[54]
VIII
Wynijdź, lesie, z swej głębi! Wynijdź z legowiska
Zaczajonych rozkwitów, zieloną drzemotą
Wpartych w ziemię, po ciemku zapatrzoną w znój!
Wynijdź nagle z nor wszystkich, z jarów bez nazwiska,
Z kniej, zapadłych w moczary, —
z trzcin wrosłych tęsknotą
W wód zwierciadła, by zdwoić sen nad wodą swój!
Wynijdź z woniejącego na wiatr pogmatwania
Macierzanek z pokrzywą, zaszytą w cień rowu,
Gdzie pełno czarnoziemnych, zwilgotniałych cisz!
I z gniazd ptasich, skąd radość słońcu się odsłania,
Beznamysłem świegotu, dająca moc słowu,
Zbiegłemu z ust niczyich — w zmierzch zielonych nisz!
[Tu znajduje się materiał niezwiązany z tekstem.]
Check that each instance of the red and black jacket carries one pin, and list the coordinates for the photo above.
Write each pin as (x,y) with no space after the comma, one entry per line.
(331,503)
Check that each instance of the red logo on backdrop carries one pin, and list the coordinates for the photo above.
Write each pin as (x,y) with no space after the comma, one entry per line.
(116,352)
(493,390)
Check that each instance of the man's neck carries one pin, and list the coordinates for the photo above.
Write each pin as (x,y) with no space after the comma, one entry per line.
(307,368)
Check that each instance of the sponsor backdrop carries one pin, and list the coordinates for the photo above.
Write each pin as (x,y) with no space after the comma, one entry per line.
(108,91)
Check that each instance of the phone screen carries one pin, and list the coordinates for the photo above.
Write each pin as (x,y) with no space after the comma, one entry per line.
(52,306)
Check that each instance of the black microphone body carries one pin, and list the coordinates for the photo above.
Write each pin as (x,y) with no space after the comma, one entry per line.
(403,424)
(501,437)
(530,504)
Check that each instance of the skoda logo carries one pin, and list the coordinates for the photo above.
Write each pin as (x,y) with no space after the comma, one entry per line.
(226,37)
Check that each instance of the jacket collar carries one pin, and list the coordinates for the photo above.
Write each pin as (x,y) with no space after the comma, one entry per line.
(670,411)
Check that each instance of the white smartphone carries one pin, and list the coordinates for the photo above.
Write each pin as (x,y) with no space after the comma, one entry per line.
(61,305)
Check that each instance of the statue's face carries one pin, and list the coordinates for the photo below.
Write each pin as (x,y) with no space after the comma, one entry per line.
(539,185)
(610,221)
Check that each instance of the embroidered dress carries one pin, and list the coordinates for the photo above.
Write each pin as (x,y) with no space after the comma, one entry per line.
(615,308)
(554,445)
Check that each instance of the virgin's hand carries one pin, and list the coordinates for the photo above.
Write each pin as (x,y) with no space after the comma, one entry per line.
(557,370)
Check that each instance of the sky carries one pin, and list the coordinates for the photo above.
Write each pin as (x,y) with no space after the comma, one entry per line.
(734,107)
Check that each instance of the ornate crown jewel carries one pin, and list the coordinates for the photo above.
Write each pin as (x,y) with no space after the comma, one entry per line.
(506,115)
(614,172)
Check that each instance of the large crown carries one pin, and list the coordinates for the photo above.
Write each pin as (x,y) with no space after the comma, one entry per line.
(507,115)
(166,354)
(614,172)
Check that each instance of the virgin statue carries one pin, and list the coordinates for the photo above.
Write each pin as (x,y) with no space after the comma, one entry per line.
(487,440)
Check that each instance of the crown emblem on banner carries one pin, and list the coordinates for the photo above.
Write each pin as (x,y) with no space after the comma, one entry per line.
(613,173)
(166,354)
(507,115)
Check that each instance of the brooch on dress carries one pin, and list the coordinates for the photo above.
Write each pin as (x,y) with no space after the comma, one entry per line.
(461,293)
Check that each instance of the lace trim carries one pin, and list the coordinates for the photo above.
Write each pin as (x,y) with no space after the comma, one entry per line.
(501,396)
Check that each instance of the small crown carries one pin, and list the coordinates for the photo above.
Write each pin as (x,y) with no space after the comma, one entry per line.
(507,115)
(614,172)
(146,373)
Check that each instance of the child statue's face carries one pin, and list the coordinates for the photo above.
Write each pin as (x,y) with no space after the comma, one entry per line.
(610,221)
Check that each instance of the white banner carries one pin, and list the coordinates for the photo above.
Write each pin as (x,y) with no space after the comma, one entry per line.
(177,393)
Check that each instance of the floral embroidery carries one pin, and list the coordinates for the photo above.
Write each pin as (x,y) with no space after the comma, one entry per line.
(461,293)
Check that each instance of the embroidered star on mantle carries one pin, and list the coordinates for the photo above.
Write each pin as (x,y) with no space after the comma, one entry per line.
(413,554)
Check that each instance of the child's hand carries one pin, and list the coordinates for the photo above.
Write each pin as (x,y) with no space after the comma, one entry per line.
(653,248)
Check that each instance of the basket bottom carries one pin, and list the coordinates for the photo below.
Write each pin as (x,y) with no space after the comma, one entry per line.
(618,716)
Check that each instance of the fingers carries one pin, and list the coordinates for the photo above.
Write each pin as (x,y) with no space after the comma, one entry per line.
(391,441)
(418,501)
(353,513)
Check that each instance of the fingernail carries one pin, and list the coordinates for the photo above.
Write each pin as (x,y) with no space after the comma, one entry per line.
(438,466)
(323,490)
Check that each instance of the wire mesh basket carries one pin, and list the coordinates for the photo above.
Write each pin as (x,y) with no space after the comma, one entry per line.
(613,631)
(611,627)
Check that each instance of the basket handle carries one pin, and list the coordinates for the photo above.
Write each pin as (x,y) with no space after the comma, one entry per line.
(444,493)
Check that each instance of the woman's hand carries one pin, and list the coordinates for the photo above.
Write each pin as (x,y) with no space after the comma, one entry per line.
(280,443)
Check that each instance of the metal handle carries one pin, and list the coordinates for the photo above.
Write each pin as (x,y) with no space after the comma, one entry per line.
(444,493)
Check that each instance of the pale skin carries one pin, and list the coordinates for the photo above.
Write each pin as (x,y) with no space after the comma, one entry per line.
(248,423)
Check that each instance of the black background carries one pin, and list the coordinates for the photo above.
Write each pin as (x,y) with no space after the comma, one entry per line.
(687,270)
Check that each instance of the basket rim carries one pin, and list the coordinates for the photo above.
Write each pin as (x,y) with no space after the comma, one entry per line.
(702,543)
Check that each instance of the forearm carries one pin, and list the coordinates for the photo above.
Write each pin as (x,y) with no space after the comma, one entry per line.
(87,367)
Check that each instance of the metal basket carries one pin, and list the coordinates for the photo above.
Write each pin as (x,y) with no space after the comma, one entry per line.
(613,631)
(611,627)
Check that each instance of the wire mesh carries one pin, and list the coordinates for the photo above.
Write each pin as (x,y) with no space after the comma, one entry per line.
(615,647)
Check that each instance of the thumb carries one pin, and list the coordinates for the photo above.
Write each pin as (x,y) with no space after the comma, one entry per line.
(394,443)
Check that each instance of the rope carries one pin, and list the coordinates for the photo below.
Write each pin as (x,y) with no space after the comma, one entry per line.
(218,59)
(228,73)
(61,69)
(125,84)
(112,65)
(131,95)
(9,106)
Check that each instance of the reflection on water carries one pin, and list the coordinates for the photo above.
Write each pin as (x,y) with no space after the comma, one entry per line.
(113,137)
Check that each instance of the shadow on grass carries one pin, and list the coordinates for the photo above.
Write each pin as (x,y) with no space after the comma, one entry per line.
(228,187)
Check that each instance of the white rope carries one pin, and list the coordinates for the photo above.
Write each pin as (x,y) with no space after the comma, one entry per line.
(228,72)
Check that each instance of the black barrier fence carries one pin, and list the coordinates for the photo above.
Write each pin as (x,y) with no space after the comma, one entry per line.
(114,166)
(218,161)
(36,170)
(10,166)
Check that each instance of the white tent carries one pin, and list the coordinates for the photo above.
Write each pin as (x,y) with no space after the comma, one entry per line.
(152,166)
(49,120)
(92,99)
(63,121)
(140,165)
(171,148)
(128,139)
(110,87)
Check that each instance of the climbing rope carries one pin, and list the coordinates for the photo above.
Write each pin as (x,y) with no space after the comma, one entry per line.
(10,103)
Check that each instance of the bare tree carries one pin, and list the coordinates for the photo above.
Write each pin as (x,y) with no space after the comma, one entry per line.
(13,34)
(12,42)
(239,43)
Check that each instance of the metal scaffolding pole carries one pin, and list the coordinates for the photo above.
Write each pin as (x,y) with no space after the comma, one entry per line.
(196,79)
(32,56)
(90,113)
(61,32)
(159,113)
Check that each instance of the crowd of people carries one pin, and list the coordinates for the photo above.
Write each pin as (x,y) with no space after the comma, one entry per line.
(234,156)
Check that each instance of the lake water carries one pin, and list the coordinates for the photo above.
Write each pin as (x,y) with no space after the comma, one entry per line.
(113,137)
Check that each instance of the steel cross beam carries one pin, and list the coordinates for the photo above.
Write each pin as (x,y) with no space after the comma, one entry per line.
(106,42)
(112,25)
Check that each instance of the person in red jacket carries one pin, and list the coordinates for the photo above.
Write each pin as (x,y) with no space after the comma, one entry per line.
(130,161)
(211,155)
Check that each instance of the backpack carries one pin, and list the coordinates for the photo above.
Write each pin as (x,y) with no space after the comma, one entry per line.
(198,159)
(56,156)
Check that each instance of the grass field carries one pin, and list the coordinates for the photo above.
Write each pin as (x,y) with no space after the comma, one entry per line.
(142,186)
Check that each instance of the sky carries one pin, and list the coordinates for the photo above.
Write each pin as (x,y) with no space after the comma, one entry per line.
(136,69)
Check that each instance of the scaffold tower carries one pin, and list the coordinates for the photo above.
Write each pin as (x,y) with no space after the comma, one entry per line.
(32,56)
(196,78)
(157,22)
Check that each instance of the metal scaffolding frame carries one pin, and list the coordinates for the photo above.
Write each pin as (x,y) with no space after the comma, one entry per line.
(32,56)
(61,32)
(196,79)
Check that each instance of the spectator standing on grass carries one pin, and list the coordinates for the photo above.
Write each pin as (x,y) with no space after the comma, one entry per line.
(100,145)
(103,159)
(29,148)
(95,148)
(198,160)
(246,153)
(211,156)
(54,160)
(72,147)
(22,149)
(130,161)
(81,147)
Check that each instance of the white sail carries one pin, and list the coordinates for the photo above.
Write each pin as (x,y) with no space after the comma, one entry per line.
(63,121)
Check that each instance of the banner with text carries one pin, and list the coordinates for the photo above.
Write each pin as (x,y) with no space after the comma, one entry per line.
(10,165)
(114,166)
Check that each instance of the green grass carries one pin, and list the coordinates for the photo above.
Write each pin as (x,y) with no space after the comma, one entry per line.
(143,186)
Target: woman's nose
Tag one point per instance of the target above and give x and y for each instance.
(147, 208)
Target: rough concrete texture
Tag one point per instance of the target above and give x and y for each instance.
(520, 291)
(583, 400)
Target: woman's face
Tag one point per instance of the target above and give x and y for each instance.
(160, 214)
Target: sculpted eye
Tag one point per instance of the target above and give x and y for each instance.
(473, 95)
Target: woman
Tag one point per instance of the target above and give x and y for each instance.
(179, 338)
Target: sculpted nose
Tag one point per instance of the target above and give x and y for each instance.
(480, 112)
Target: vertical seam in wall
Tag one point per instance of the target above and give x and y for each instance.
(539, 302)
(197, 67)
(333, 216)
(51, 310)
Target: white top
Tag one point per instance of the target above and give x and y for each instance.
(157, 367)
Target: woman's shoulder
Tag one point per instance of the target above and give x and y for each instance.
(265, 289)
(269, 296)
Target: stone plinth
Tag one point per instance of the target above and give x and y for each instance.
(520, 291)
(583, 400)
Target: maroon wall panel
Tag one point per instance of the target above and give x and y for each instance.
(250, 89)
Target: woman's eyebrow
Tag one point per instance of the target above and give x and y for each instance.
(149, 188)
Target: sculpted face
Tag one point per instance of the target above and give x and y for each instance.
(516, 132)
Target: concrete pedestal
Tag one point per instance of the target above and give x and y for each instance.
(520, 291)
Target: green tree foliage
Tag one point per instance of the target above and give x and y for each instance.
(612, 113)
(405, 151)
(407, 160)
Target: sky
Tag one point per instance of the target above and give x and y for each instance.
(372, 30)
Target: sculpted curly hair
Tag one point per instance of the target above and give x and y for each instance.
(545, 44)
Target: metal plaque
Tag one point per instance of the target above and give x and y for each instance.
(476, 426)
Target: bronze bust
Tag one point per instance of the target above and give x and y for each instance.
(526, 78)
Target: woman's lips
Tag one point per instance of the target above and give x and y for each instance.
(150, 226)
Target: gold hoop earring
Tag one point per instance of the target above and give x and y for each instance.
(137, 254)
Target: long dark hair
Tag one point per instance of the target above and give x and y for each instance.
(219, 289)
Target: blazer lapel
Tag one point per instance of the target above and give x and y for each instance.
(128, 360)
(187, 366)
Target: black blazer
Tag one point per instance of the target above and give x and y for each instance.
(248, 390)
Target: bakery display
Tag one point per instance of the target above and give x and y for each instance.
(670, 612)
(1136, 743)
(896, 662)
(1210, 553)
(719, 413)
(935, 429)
Wynijdź! Wałem zieleni spadnij na mą duszę,
Przynagloną do śmierci spełnieniem zachwytu,
Wyszłego na spotkanie tobie — w dal i w czas!
[55]
Zjaw się — szumny i wielki w słońca zawierusze,
Pełen jeszcze na oczach zgrozy i błękitu,
Z sercem, w piersi ciążącem, jak rozgrzany głaz!
Uchyl nagle przede mną zielonej przyłbicy,
Ukaż twarzy nieznanej boskość i zaklętość,
Co wiecznie z poza krzewów niepokoją mnie!
Niech odbiję się cały w twej sępiej źrenicy,
Niech zobaczę tych odbić czar i niepojętość,
Niech się dowiem, czem byłem dla ciebie w twym śnie?